La tension court terme-long terme : entre efficacité et écoute

Dans le cadre de notre série EK Live, Laurent Bibard, professeur à l'ESSEC, a décrypté pour nous la tension entre le court terme et le long terme. Entre nécessité d’être efficace immédiatement et nécessité tout aussi indispensable de voir les choses sur le long terme, comment comprendre, gérer ou encore appréhender la tension existante ? 

Mariya Valkodinova : Laurent, j’avais envie de commencer par évoquer brièvement votre ouvrage Complexité et organisations publié en 2018, qui propose par le biais de contributions de chercheurs de s’interroger sur la complexité croissante du monde et des organisations, sur les plans économique, financier, climatique ou encore géopolitique. Parmi les différents enjeux, on décèle celui de la tension court terme/long terme au sein des entreprises. Pouvez-vous nous en dire un peu plus sur cette tension, comment elle se manifeste appliquée au monde des entreprises ?

Laurent Bibard : Effectivement cet ouvrage est écrit principalement par des professeurs de gestion en termes de nombre d’articles, mais il est entouré par deux publications d’Edgar Morin, qui a accepté qu’on crée la Chaire Edgar Morin de la Complexité à l’ESSEC en 2014. Edgar Morin dispose d’une pensée vaste de long terme. On met en perspective les enjeux de la gestion par rapport à des temps longs, et pas seulement par rapport au temps court de la nécessité de performance des entreprises.

Cette tension s’opère entre la nécessité d’être efficace immédiatement pour les organisations, publiques ou privées, et la nécessité tout aussi indispensable de voir les choses sur le long terme. Je rappelle que la crise financière de 2008 est une crise de court-termisme, c’est-à-dire une crise qui résulte de la concentration du regard sur la performance immédiate en termes financiers, et on sait les effets délétères que cela a eu – même plus que délétères. L’enjeu c’est d’aider les gens à réfléchir dans le domaine de la gestion sur des enjeux à long terme, autant qu’à court terme.
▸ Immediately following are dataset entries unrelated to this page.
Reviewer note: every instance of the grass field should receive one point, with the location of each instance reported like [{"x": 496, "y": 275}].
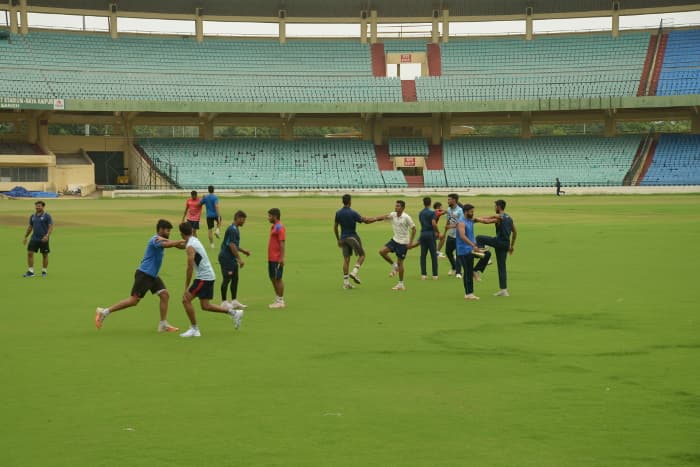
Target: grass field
[{"x": 592, "y": 361}]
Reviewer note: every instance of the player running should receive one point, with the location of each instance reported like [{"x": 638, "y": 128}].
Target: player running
[
  {"x": 345, "y": 229},
  {"x": 146, "y": 278},
  {"x": 203, "y": 285}
]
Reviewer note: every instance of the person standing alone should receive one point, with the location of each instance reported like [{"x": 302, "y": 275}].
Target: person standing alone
[{"x": 40, "y": 227}]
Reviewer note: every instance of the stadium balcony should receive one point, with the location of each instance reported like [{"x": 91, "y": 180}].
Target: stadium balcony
[
  {"x": 680, "y": 73},
  {"x": 676, "y": 161},
  {"x": 536, "y": 162},
  {"x": 267, "y": 163}
]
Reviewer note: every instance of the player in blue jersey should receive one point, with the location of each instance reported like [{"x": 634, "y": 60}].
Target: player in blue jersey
[
  {"x": 466, "y": 249},
  {"x": 503, "y": 243},
  {"x": 146, "y": 278},
  {"x": 345, "y": 228},
  {"x": 211, "y": 202},
  {"x": 231, "y": 261},
  {"x": 40, "y": 227},
  {"x": 429, "y": 233}
]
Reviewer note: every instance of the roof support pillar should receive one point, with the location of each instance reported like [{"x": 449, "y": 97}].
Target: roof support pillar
[{"x": 373, "y": 27}]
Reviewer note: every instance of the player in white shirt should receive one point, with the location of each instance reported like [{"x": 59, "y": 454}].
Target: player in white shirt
[
  {"x": 203, "y": 284},
  {"x": 404, "y": 233}
]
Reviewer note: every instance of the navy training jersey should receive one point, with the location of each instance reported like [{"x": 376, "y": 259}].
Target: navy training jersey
[{"x": 347, "y": 218}]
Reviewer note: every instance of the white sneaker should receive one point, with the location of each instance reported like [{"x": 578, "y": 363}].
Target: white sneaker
[
  {"x": 237, "y": 316},
  {"x": 191, "y": 332}
]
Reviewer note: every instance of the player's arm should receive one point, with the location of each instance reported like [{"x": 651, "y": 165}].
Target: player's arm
[{"x": 235, "y": 251}]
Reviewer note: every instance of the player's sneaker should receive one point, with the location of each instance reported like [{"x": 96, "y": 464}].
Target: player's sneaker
[
  {"x": 99, "y": 317},
  {"x": 191, "y": 332},
  {"x": 165, "y": 327},
  {"x": 236, "y": 316}
]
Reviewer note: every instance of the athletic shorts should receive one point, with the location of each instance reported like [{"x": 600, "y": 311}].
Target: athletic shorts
[
  {"x": 202, "y": 289},
  {"x": 397, "y": 248},
  {"x": 144, "y": 283},
  {"x": 275, "y": 270},
  {"x": 352, "y": 244},
  {"x": 38, "y": 245}
]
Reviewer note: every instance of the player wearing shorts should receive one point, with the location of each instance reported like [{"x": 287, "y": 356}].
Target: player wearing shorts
[
  {"x": 230, "y": 260},
  {"x": 193, "y": 212},
  {"x": 40, "y": 227},
  {"x": 211, "y": 201},
  {"x": 146, "y": 278},
  {"x": 203, "y": 285},
  {"x": 275, "y": 256},
  {"x": 399, "y": 244},
  {"x": 345, "y": 229}
]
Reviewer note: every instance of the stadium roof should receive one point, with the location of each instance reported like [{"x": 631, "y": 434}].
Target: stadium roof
[{"x": 352, "y": 8}]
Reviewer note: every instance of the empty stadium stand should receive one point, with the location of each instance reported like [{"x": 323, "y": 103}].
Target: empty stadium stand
[
  {"x": 575, "y": 160},
  {"x": 595, "y": 65},
  {"x": 51, "y": 65},
  {"x": 680, "y": 73},
  {"x": 676, "y": 161},
  {"x": 268, "y": 164}
]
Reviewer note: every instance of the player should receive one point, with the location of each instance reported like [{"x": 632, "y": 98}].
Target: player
[
  {"x": 40, "y": 227},
  {"x": 466, "y": 247},
  {"x": 203, "y": 284},
  {"x": 275, "y": 256},
  {"x": 211, "y": 201},
  {"x": 454, "y": 214},
  {"x": 503, "y": 243},
  {"x": 146, "y": 278},
  {"x": 345, "y": 229},
  {"x": 400, "y": 242},
  {"x": 230, "y": 260},
  {"x": 437, "y": 207},
  {"x": 193, "y": 212},
  {"x": 429, "y": 232}
]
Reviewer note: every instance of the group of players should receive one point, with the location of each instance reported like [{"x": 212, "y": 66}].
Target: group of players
[{"x": 458, "y": 236}]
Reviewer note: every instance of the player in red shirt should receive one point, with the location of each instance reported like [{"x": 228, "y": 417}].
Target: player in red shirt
[
  {"x": 193, "y": 212},
  {"x": 275, "y": 256}
]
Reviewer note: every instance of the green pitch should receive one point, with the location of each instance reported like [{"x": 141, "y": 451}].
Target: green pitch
[{"x": 592, "y": 361}]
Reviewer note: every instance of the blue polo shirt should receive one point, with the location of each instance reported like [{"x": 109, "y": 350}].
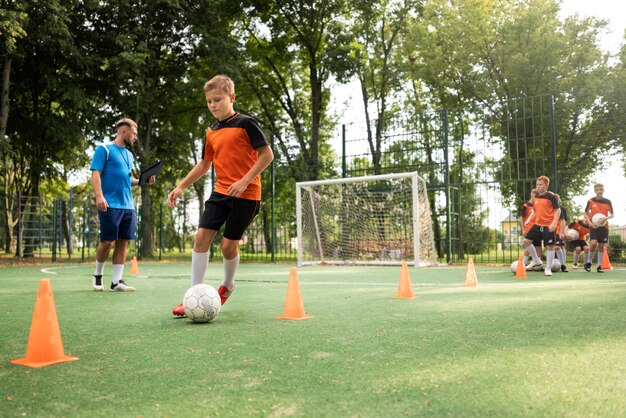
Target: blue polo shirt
[{"x": 115, "y": 168}]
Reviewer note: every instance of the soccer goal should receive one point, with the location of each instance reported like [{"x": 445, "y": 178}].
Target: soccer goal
[{"x": 381, "y": 219}]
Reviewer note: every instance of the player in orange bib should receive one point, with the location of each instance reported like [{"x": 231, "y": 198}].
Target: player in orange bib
[
  {"x": 579, "y": 245},
  {"x": 545, "y": 219},
  {"x": 239, "y": 152},
  {"x": 599, "y": 234}
]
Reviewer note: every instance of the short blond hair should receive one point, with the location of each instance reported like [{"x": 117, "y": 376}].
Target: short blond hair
[
  {"x": 126, "y": 122},
  {"x": 220, "y": 82},
  {"x": 544, "y": 179}
]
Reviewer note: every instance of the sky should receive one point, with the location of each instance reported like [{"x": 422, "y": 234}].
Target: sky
[{"x": 347, "y": 99}]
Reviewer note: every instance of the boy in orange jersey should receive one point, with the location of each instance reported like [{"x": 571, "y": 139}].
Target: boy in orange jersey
[
  {"x": 599, "y": 234},
  {"x": 580, "y": 244},
  {"x": 526, "y": 217},
  {"x": 239, "y": 151},
  {"x": 547, "y": 215}
]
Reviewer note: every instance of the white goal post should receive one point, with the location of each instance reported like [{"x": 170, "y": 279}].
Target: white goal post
[{"x": 382, "y": 219}]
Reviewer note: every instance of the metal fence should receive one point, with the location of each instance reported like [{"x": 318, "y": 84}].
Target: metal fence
[{"x": 479, "y": 169}]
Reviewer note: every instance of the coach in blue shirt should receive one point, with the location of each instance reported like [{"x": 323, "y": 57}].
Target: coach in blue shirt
[{"x": 111, "y": 179}]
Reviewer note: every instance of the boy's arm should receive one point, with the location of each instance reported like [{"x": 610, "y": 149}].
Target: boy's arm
[
  {"x": 96, "y": 182},
  {"x": 557, "y": 217},
  {"x": 199, "y": 170},
  {"x": 264, "y": 159}
]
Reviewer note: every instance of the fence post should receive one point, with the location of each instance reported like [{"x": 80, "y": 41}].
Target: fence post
[
  {"x": 54, "y": 231},
  {"x": 444, "y": 121},
  {"x": 160, "y": 230}
]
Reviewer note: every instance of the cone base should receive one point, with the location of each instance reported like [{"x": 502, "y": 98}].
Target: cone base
[
  {"x": 37, "y": 364},
  {"x": 295, "y": 319}
]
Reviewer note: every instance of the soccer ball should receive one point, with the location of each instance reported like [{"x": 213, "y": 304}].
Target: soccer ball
[
  {"x": 201, "y": 303},
  {"x": 572, "y": 234},
  {"x": 599, "y": 219}
]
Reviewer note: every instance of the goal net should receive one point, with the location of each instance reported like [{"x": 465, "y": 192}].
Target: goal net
[{"x": 365, "y": 220}]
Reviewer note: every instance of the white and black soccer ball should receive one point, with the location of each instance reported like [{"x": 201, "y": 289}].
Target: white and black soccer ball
[{"x": 201, "y": 303}]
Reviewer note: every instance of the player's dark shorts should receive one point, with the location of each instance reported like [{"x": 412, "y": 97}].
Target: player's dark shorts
[
  {"x": 578, "y": 243},
  {"x": 237, "y": 213},
  {"x": 538, "y": 234},
  {"x": 600, "y": 234},
  {"x": 117, "y": 224}
]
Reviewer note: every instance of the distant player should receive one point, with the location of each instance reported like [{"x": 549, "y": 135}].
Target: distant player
[
  {"x": 599, "y": 234},
  {"x": 547, "y": 214},
  {"x": 559, "y": 245},
  {"x": 579, "y": 245},
  {"x": 525, "y": 219}
]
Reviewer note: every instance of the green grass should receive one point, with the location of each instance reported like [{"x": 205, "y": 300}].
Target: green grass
[{"x": 510, "y": 347}]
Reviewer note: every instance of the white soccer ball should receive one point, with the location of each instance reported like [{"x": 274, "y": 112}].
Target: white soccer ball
[
  {"x": 572, "y": 234},
  {"x": 599, "y": 219},
  {"x": 201, "y": 303}
]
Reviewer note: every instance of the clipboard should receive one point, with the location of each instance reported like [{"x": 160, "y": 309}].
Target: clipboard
[{"x": 153, "y": 170}]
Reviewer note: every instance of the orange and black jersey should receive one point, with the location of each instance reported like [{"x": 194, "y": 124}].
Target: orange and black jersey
[
  {"x": 562, "y": 217},
  {"x": 232, "y": 146},
  {"x": 525, "y": 213},
  {"x": 545, "y": 207},
  {"x": 581, "y": 227},
  {"x": 599, "y": 205}
]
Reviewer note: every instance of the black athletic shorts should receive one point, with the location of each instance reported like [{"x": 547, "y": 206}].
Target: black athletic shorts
[
  {"x": 600, "y": 234},
  {"x": 237, "y": 213},
  {"x": 541, "y": 233}
]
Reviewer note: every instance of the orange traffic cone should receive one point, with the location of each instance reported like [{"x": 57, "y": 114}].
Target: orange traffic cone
[
  {"x": 134, "y": 266},
  {"x": 294, "y": 307},
  {"x": 606, "y": 264},
  {"x": 45, "y": 346},
  {"x": 520, "y": 272},
  {"x": 470, "y": 276},
  {"x": 405, "y": 291}
]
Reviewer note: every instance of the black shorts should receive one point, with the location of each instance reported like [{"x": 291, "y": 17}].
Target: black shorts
[
  {"x": 117, "y": 224},
  {"x": 578, "y": 243},
  {"x": 237, "y": 213},
  {"x": 541, "y": 233},
  {"x": 600, "y": 234}
]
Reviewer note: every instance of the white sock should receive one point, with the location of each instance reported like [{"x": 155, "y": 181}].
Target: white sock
[
  {"x": 199, "y": 264},
  {"x": 549, "y": 258},
  {"x": 230, "y": 268},
  {"x": 99, "y": 268},
  {"x": 118, "y": 269}
]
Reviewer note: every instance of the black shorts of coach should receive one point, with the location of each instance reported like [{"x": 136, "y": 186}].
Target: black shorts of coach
[
  {"x": 541, "y": 233},
  {"x": 599, "y": 234},
  {"x": 235, "y": 212}
]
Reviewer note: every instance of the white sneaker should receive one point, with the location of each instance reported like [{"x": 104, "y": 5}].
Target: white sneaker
[
  {"x": 96, "y": 283},
  {"x": 121, "y": 287},
  {"x": 533, "y": 264}
]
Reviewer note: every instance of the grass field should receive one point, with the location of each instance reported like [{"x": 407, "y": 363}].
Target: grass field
[{"x": 509, "y": 347}]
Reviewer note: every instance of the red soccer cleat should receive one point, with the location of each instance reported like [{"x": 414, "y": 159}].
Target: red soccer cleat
[
  {"x": 178, "y": 310},
  {"x": 225, "y": 293}
]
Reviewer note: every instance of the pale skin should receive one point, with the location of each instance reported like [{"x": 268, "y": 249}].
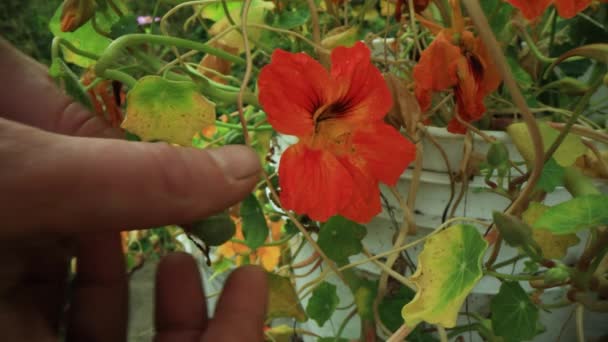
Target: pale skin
[{"x": 69, "y": 184}]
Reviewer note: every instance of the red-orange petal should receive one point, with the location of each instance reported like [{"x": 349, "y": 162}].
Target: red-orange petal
[
  {"x": 313, "y": 182},
  {"x": 360, "y": 84},
  {"x": 386, "y": 152},
  {"x": 364, "y": 202},
  {"x": 531, "y": 9},
  {"x": 291, "y": 87},
  {"x": 436, "y": 69},
  {"x": 469, "y": 98},
  {"x": 570, "y": 8}
]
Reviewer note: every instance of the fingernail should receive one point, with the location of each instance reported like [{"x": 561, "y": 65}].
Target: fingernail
[{"x": 237, "y": 161}]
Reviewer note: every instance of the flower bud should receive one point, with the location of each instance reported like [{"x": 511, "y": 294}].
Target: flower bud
[
  {"x": 556, "y": 275},
  {"x": 76, "y": 13},
  {"x": 497, "y": 155}
]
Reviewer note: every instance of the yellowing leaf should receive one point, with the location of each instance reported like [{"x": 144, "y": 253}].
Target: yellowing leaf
[
  {"x": 282, "y": 299},
  {"x": 449, "y": 266},
  {"x": 340, "y": 36},
  {"x": 570, "y": 149},
  {"x": 158, "y": 109},
  {"x": 553, "y": 246},
  {"x": 234, "y": 39}
]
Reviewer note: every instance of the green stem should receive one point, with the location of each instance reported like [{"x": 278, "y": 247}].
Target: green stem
[
  {"x": 557, "y": 305},
  {"x": 462, "y": 329},
  {"x": 533, "y": 48},
  {"x": 60, "y": 42},
  {"x": 114, "y": 50},
  {"x": 267, "y": 244},
  {"x": 120, "y": 76},
  {"x": 508, "y": 262},
  {"x": 515, "y": 277},
  {"x": 239, "y": 127},
  {"x": 217, "y": 91},
  {"x": 344, "y": 323}
]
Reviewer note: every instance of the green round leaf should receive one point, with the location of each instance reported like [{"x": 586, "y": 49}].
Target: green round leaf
[
  {"x": 214, "y": 230},
  {"x": 323, "y": 303},
  {"x": 158, "y": 109},
  {"x": 514, "y": 316},
  {"x": 449, "y": 266},
  {"x": 282, "y": 299},
  {"x": 85, "y": 37},
  {"x": 576, "y": 214},
  {"x": 255, "y": 228},
  {"x": 340, "y": 238}
]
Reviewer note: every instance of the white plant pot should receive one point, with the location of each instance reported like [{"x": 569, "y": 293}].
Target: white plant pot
[{"x": 432, "y": 197}]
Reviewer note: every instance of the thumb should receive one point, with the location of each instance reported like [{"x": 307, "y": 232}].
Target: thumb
[{"x": 56, "y": 183}]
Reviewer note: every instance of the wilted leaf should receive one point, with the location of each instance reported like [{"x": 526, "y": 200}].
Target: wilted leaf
[
  {"x": 323, "y": 303},
  {"x": 255, "y": 228},
  {"x": 85, "y": 38},
  {"x": 576, "y": 214},
  {"x": 340, "y": 238},
  {"x": 553, "y": 246},
  {"x": 567, "y": 153},
  {"x": 282, "y": 299},
  {"x": 294, "y": 18},
  {"x": 514, "y": 317},
  {"x": 158, "y": 109},
  {"x": 552, "y": 176},
  {"x": 449, "y": 266},
  {"x": 390, "y": 307},
  {"x": 406, "y": 110},
  {"x": 340, "y": 36},
  {"x": 234, "y": 39}
]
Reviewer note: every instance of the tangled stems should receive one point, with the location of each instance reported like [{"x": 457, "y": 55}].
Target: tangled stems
[{"x": 114, "y": 50}]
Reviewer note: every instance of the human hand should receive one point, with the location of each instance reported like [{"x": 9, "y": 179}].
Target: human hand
[{"x": 68, "y": 186}]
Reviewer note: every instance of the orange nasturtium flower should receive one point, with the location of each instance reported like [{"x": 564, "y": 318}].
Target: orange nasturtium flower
[
  {"x": 345, "y": 149},
  {"x": 532, "y": 9},
  {"x": 456, "y": 60}
]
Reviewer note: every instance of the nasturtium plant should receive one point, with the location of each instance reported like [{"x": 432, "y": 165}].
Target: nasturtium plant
[
  {"x": 86, "y": 37},
  {"x": 323, "y": 303},
  {"x": 282, "y": 299},
  {"x": 566, "y": 154},
  {"x": 171, "y": 111},
  {"x": 449, "y": 267},
  {"x": 338, "y": 99},
  {"x": 255, "y": 228},
  {"x": 340, "y": 238},
  {"x": 552, "y": 176},
  {"x": 553, "y": 246},
  {"x": 576, "y": 214},
  {"x": 514, "y": 316}
]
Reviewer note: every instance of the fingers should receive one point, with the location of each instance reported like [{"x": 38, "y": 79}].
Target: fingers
[
  {"x": 181, "y": 310},
  {"x": 68, "y": 184},
  {"x": 241, "y": 309},
  {"x": 98, "y": 311},
  {"x": 28, "y": 95}
]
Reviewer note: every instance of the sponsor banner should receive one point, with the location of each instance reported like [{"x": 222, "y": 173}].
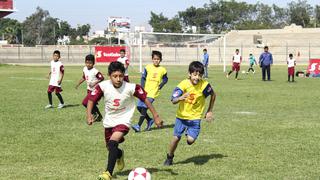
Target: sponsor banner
[
  {"x": 109, "y": 53},
  {"x": 314, "y": 66},
  {"x": 119, "y": 24}
]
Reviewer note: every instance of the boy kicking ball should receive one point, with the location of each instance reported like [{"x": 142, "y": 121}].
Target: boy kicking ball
[
  {"x": 119, "y": 98},
  {"x": 190, "y": 94}
]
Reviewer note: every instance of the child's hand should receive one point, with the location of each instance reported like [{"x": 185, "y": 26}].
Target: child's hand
[
  {"x": 158, "y": 121},
  {"x": 90, "y": 119},
  {"x": 184, "y": 96},
  {"x": 209, "y": 117}
]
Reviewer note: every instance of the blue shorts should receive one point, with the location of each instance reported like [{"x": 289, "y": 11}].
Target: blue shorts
[
  {"x": 192, "y": 128},
  {"x": 142, "y": 104}
]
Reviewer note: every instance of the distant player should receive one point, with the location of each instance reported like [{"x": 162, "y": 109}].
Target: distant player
[
  {"x": 190, "y": 94},
  {"x": 291, "y": 64},
  {"x": 125, "y": 61},
  {"x": 205, "y": 62},
  {"x": 56, "y": 76},
  {"x": 236, "y": 61},
  {"x": 153, "y": 79},
  {"x": 119, "y": 98},
  {"x": 93, "y": 77},
  {"x": 252, "y": 61}
]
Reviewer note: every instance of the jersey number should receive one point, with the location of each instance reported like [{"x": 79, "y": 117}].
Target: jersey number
[{"x": 116, "y": 102}]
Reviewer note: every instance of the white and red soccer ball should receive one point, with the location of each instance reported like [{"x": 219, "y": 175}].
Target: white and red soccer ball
[{"x": 139, "y": 174}]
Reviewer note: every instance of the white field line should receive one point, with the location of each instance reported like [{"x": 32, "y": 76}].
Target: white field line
[{"x": 36, "y": 79}]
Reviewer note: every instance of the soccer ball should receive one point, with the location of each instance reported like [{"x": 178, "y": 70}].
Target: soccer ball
[{"x": 139, "y": 174}]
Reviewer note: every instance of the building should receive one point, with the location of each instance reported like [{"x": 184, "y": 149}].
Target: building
[{"x": 6, "y": 7}]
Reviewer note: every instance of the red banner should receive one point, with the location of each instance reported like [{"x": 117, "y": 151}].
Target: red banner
[
  {"x": 314, "y": 66},
  {"x": 109, "y": 53}
]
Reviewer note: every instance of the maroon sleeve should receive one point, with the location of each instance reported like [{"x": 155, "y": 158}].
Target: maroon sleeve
[
  {"x": 96, "y": 95},
  {"x": 140, "y": 93},
  {"x": 62, "y": 69},
  {"x": 99, "y": 76}
]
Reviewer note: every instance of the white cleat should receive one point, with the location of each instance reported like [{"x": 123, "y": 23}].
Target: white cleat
[{"x": 60, "y": 106}]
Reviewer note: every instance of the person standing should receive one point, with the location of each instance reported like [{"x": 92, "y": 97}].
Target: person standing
[
  {"x": 265, "y": 61},
  {"x": 205, "y": 62}
]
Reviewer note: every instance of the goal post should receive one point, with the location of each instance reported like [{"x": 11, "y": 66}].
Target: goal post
[{"x": 182, "y": 48}]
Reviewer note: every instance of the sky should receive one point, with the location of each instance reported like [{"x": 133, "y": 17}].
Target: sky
[{"x": 96, "y": 12}]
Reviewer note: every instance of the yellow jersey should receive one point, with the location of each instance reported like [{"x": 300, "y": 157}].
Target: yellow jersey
[
  {"x": 193, "y": 106},
  {"x": 153, "y": 76}
]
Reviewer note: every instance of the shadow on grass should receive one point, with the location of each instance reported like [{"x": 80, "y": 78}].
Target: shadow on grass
[
  {"x": 163, "y": 127},
  {"x": 71, "y": 105},
  {"x": 202, "y": 159},
  {"x": 151, "y": 170}
]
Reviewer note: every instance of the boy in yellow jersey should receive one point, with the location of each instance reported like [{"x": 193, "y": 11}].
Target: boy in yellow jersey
[
  {"x": 190, "y": 94},
  {"x": 153, "y": 79}
]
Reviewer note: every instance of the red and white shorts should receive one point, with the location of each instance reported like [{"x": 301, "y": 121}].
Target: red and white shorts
[
  {"x": 236, "y": 67},
  {"x": 118, "y": 128},
  {"x": 291, "y": 71},
  {"x": 54, "y": 88}
]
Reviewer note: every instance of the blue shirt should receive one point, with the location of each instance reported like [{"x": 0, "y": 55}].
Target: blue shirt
[
  {"x": 205, "y": 60},
  {"x": 266, "y": 59}
]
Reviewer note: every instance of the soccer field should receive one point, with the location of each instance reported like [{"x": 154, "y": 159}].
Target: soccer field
[{"x": 262, "y": 130}]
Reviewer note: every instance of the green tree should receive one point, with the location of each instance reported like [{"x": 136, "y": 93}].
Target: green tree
[
  {"x": 10, "y": 29},
  {"x": 300, "y": 12}
]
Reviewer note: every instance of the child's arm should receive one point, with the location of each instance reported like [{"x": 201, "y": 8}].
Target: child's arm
[
  {"x": 100, "y": 78},
  {"x": 209, "y": 114},
  {"x": 142, "y": 95},
  {"x": 80, "y": 82},
  {"x": 178, "y": 96},
  {"x": 164, "y": 81}
]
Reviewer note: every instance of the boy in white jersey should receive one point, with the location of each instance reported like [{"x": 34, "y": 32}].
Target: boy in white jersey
[
  {"x": 119, "y": 98},
  {"x": 236, "y": 61},
  {"x": 93, "y": 77},
  {"x": 56, "y": 75},
  {"x": 125, "y": 61},
  {"x": 291, "y": 64}
]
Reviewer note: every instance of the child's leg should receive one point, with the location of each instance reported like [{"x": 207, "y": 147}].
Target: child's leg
[
  {"x": 50, "y": 98},
  {"x": 60, "y": 98},
  {"x": 112, "y": 144}
]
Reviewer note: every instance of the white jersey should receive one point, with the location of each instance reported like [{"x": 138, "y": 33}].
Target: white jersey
[
  {"x": 56, "y": 68},
  {"x": 124, "y": 61},
  {"x": 119, "y": 103},
  {"x": 237, "y": 58},
  {"x": 91, "y": 76},
  {"x": 291, "y": 62}
]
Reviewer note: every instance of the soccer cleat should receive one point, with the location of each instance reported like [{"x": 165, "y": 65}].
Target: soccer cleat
[
  {"x": 136, "y": 128},
  {"x": 149, "y": 124},
  {"x": 60, "y": 106},
  {"x": 120, "y": 162},
  {"x": 105, "y": 176},
  {"x": 48, "y": 106},
  {"x": 168, "y": 161}
]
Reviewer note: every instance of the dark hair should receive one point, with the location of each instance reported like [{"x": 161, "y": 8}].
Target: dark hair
[
  {"x": 116, "y": 66},
  {"x": 157, "y": 53},
  {"x": 56, "y": 52},
  {"x": 90, "y": 58},
  {"x": 196, "y": 66}
]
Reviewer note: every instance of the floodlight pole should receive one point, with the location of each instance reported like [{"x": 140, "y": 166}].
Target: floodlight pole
[{"x": 140, "y": 52}]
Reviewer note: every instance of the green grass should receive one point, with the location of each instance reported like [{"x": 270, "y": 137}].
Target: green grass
[{"x": 262, "y": 130}]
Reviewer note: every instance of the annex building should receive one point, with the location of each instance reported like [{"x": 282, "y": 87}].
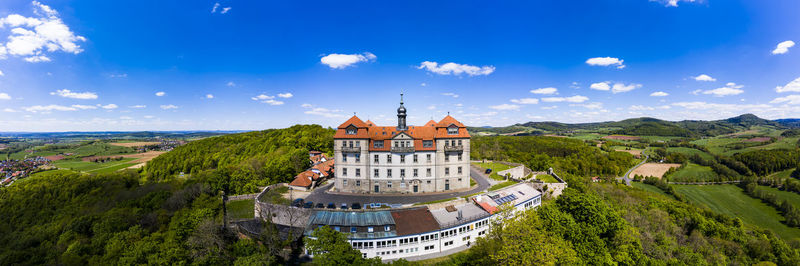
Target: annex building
[{"x": 401, "y": 159}]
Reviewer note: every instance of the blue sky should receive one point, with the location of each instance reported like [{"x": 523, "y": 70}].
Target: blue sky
[{"x": 216, "y": 65}]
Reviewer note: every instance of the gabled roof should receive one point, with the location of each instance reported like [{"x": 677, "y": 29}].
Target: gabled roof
[{"x": 355, "y": 121}]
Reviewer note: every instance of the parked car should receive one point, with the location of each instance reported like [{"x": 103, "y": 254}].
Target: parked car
[{"x": 298, "y": 203}]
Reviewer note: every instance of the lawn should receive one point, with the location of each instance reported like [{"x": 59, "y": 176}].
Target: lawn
[
  {"x": 502, "y": 185},
  {"x": 92, "y": 167},
  {"x": 496, "y": 167},
  {"x": 693, "y": 173},
  {"x": 649, "y": 188},
  {"x": 241, "y": 209},
  {"x": 731, "y": 200},
  {"x": 690, "y": 152}
]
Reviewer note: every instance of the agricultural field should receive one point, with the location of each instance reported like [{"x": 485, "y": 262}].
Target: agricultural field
[
  {"x": 690, "y": 152},
  {"x": 92, "y": 167},
  {"x": 653, "y": 169},
  {"x": 693, "y": 173},
  {"x": 731, "y": 200}
]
Mariya Valkodinova : Qu’est-ce qui pourrait les aider à réfléchir sur le long terme si effectivement on a le plus souvent une vision plus court-termiste ?

Laurent Bibard : Il y a un point tout à fait essentiel à observer sur le long terme, c’est qu’on ne sait jamais ce qui va se passer. Cela rejoint la notion de la complexité, car cela veut dire qu’à long terme, on est dans l’incertitude, et l’incertitude est vécue comme problématique. Il est essentiel d’habituer les acteurs économiques et sociaux au fait qu’il y a de l’incertitude, qu’elle est partout et qu’elle caractérise l’ensemble de la vie quotidienne, en particulier dans le contexte de la mondialisation.

Plus on veut se reposer sur le contrôle, plus l’incertitude est véhiculée comme un problème, comme quelque chose de seulement dangereux. En revanche, si on s’habitue à fonctionner en situation d’incertitude où surgissent des opportunités autant que des dangers, la disposition par rapport au long terme change. On devient capable de travailler sur le long terme avec beaucoup plus d’aisance.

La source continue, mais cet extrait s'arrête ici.